Inflation, Rezession, Steuererhöhungen: Die Top-Sorgen der Deutschen drehen sich in diesem Jahr um die Finanzen. Mit Abstand auf Platz eins liegt die Angst vor steigenden Lebenshaltungskosten (67 Prozent). Am stärksten gestiegen ist die Furcht vor einem Krieg mit deutscher Beteiligung. Das zeigt die repräsentative Langzeitstudie „Die Ängste der Deutschen 2022“ des Infocenters der R+V Versicherung.
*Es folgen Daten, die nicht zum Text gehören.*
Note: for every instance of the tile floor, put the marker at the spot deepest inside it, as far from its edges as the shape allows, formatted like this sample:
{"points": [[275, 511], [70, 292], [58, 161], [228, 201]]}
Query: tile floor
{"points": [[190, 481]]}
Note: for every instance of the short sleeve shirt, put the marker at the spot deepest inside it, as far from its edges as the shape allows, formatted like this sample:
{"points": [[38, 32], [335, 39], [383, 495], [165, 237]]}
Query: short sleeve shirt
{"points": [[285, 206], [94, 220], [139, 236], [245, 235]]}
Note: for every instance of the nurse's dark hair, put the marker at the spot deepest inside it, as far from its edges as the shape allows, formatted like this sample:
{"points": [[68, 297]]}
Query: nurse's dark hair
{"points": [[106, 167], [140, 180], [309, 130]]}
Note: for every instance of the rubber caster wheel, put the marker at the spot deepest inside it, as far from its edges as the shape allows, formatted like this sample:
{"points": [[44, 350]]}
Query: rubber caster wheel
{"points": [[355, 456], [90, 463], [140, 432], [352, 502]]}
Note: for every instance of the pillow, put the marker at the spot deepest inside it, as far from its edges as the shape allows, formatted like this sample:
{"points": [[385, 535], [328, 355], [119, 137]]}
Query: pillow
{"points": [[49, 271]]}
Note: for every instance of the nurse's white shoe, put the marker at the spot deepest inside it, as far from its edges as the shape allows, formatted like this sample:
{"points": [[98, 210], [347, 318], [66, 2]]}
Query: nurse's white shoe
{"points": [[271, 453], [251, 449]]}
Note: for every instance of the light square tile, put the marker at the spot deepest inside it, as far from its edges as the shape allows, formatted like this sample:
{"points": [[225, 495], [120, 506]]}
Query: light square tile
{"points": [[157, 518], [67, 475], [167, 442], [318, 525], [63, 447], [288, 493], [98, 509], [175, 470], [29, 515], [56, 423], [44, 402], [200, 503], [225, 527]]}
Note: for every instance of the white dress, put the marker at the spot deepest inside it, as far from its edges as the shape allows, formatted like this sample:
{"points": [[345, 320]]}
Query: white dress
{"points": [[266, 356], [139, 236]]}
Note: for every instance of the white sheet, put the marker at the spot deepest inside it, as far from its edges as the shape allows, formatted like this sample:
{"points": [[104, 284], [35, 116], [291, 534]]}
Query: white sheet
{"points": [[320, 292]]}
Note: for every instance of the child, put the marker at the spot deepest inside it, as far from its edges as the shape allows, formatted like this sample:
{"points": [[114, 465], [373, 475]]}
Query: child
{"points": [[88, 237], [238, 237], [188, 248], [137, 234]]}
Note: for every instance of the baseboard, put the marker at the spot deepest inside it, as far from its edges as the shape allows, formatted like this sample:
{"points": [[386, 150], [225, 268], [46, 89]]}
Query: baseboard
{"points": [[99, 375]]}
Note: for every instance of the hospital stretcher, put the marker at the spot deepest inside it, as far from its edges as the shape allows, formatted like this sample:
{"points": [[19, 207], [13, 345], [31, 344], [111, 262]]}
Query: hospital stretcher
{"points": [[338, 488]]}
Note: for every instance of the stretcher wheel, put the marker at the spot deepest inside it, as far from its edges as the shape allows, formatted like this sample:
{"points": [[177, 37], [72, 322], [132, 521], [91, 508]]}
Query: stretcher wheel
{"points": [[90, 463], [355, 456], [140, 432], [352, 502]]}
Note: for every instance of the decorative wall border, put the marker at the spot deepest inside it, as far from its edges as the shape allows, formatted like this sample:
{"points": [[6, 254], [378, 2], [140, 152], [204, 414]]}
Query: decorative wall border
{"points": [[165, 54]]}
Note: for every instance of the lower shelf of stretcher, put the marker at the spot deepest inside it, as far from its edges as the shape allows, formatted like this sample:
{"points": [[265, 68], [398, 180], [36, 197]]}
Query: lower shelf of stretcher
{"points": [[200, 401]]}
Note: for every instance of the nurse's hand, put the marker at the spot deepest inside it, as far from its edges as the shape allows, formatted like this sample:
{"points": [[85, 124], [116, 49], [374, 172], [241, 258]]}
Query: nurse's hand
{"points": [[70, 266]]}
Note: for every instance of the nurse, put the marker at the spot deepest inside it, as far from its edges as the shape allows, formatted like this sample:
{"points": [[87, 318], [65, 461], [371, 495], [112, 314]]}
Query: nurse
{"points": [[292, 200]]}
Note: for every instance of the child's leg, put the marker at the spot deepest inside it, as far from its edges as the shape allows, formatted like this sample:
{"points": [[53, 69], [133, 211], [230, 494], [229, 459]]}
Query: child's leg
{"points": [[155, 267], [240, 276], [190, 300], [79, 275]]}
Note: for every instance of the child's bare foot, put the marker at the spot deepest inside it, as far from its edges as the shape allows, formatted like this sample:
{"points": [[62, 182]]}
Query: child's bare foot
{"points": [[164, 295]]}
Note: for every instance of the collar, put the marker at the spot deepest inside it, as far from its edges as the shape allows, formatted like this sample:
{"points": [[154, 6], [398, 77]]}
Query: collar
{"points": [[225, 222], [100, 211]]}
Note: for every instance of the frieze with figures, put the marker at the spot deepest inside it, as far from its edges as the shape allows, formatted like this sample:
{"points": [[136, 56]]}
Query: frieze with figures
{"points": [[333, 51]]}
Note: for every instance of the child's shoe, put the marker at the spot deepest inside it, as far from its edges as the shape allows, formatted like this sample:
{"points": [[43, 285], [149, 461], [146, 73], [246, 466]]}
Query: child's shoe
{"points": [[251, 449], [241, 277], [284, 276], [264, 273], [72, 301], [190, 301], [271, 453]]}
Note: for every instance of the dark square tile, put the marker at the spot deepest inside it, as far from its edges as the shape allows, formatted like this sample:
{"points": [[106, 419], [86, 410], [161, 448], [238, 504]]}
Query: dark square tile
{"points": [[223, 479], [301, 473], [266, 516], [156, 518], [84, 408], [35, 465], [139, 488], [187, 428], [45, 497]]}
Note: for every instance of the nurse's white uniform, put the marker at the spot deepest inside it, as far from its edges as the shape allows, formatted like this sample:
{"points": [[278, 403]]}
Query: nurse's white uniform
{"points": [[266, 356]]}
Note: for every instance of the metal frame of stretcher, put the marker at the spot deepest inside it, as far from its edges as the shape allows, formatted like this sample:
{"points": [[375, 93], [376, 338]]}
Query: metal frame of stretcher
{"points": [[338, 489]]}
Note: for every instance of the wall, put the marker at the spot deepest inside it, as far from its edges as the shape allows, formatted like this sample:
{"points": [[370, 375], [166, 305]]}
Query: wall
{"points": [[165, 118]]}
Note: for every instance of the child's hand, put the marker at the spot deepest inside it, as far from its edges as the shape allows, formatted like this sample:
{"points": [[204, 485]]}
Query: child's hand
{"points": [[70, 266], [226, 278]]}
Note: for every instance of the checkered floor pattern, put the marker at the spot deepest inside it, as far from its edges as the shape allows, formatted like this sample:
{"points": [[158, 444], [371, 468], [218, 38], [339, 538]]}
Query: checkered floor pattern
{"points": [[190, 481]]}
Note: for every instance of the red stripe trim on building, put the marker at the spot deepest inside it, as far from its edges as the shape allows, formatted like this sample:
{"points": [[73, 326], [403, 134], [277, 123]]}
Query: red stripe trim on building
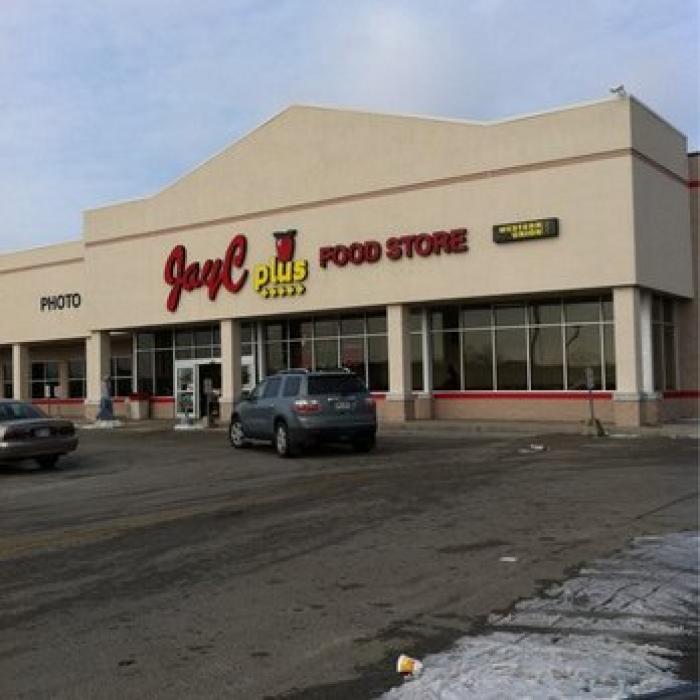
{"points": [[524, 395], [682, 394]]}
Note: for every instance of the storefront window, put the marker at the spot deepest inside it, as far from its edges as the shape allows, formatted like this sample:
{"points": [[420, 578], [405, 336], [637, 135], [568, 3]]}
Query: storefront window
{"points": [[163, 366], [511, 356], [663, 344], [581, 311], [326, 353], [446, 361], [44, 379], [477, 317], [582, 352], [7, 380], [325, 342], [510, 315], [477, 349], [546, 357], [543, 345], [352, 354], [76, 379], [609, 350], [546, 313], [378, 363], [144, 371], [444, 318], [121, 375], [416, 361], [156, 352], [325, 327], [376, 323]]}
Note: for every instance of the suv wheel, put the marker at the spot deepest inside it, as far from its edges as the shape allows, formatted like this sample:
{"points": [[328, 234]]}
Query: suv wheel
{"points": [[236, 435], [283, 442]]}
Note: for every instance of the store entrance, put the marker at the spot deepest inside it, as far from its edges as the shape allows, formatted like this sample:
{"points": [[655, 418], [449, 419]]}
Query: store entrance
{"points": [[194, 380], [209, 385]]}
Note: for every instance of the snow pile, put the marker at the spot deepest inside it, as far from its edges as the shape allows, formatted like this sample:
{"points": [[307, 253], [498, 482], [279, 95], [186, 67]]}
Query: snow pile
{"points": [[613, 631]]}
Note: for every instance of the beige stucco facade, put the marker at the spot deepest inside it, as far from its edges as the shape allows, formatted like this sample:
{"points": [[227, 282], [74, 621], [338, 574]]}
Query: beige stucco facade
{"points": [[615, 176]]}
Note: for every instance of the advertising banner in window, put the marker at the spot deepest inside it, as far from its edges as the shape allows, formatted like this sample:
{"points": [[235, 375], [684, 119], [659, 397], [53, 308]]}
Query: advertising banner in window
{"points": [[525, 230]]}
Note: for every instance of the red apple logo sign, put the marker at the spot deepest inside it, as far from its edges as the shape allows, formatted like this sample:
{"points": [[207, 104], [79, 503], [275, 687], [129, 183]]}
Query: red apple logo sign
{"points": [[282, 275], [284, 243]]}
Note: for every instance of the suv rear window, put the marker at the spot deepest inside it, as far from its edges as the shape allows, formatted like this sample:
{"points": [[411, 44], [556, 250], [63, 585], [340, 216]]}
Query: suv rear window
{"points": [[291, 386], [336, 384]]}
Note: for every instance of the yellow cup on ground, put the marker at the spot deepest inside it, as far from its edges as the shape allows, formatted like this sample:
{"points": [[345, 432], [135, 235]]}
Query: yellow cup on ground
{"points": [[408, 666]]}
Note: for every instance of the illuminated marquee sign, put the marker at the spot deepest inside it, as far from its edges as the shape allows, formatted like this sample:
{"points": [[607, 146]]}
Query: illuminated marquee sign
{"points": [[526, 230], [281, 276]]}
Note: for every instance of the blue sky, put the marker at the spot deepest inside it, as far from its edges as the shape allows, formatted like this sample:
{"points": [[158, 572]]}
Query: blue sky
{"points": [[104, 100]]}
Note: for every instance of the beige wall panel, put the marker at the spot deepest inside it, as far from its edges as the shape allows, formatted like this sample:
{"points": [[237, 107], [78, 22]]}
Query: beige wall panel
{"points": [[688, 310], [308, 154], [57, 353], [522, 410], [656, 138], [594, 249], [44, 255], [662, 225], [21, 319]]}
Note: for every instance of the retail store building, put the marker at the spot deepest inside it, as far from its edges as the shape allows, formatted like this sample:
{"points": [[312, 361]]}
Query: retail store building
{"points": [[484, 271]]}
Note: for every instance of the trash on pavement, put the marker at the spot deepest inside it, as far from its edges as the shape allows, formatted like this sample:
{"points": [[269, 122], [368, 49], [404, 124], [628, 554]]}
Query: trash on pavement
{"points": [[532, 447], [408, 667]]}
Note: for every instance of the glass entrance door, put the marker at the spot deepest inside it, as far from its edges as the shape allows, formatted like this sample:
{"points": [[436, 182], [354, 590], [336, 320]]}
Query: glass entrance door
{"points": [[185, 389]]}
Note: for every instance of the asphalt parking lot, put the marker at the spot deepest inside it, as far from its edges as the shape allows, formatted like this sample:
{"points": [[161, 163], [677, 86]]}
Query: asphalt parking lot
{"points": [[166, 565]]}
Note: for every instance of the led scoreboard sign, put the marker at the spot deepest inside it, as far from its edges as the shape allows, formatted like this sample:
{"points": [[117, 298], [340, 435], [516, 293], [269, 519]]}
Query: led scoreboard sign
{"points": [[525, 230]]}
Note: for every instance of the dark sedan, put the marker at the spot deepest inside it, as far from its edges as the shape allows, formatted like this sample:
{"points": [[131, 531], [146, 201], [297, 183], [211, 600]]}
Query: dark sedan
{"points": [[28, 433]]}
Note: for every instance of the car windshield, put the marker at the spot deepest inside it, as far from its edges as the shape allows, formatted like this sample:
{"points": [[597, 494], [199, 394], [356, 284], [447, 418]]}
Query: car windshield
{"points": [[15, 410], [336, 384]]}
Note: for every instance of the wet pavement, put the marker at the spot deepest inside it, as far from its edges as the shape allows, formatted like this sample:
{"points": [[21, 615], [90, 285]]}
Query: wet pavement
{"points": [[167, 565]]}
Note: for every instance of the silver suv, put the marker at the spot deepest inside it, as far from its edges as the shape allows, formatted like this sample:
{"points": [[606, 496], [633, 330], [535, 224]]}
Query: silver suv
{"points": [[297, 408]]}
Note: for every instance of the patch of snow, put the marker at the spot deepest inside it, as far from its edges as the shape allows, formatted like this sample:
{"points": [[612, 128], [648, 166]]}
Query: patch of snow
{"points": [[611, 632]]}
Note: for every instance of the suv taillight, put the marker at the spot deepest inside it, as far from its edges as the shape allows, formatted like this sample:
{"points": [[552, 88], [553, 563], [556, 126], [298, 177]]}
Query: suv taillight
{"points": [[307, 406]]}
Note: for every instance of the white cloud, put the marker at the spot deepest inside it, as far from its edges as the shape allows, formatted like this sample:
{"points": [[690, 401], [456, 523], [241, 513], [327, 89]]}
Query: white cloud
{"points": [[109, 100]]}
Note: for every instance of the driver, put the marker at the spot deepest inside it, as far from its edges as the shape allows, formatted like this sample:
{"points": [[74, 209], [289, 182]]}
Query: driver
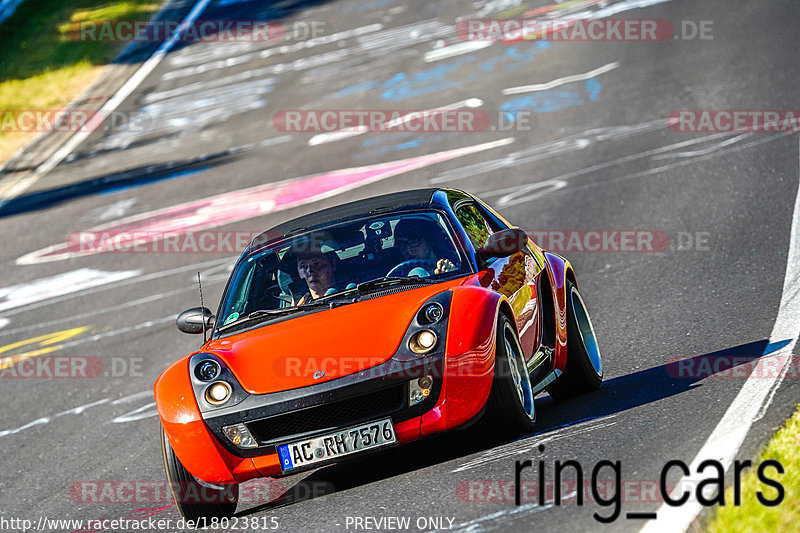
{"points": [[318, 269], [411, 238]]}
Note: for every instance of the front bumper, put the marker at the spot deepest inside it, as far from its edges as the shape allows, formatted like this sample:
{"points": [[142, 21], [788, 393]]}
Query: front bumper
{"points": [[283, 417]]}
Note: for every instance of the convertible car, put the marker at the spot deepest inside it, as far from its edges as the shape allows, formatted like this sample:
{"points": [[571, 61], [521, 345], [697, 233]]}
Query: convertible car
{"points": [[364, 326]]}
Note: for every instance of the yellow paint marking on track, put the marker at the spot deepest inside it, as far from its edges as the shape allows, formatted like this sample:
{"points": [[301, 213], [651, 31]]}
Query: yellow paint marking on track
{"points": [[44, 344]]}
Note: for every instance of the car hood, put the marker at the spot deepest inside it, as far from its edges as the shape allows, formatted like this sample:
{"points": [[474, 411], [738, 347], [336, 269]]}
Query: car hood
{"points": [[340, 341]]}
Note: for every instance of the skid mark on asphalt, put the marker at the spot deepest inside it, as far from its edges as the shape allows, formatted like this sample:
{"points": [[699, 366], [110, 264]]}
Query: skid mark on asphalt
{"points": [[139, 413], [42, 344], [59, 285], [753, 398], [496, 520], [529, 444], [399, 122], [139, 279], [243, 204], [562, 81]]}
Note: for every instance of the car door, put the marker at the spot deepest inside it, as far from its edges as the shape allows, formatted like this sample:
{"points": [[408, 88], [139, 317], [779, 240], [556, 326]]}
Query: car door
{"points": [[514, 276]]}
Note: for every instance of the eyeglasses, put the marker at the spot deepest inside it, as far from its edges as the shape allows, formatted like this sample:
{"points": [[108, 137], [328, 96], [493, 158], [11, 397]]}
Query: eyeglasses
{"points": [[408, 243], [315, 264]]}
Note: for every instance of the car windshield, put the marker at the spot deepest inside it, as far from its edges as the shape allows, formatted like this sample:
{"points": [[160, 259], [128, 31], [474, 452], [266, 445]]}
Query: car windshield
{"points": [[339, 260]]}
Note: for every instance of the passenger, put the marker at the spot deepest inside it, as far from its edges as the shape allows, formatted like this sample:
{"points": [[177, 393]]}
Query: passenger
{"points": [[318, 269], [411, 237]]}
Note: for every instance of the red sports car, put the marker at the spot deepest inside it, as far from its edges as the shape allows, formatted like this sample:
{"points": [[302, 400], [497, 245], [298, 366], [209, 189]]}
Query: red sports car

In fast jedem Lebensbereich spüren die Deutschen drastische Preissteigerungen. „Der bange Blick in den Geldbeutel lässt die finanziellen Ängste in die Höhe schnellen. Insgesamt sind die Menschen deutlich sorgenvoller als noch vor einem Jahr“, sagt Studienleiter Grischa Brower-Rabinowitsch anlässlich der Pressekonferenz zur Studie am 13. Oktober in Berlin. „Der Angstindex – der Durchschnitt aller abgefragten Sorgen – steigt um sechs Prozentpunkte und erreicht mit 42 Prozent das höchste Niveau seit vier Jahren.“ Bereits zum 31. Mal hat das Infocenter der R+V Versicherung in der Studie „Die Ängste der Deutschen“ mehr als 2.400 Menschen nach ihren größten Sorgen rund um Politik, Wirtschaft, Umwelt, Familie und Gesundheit befragt.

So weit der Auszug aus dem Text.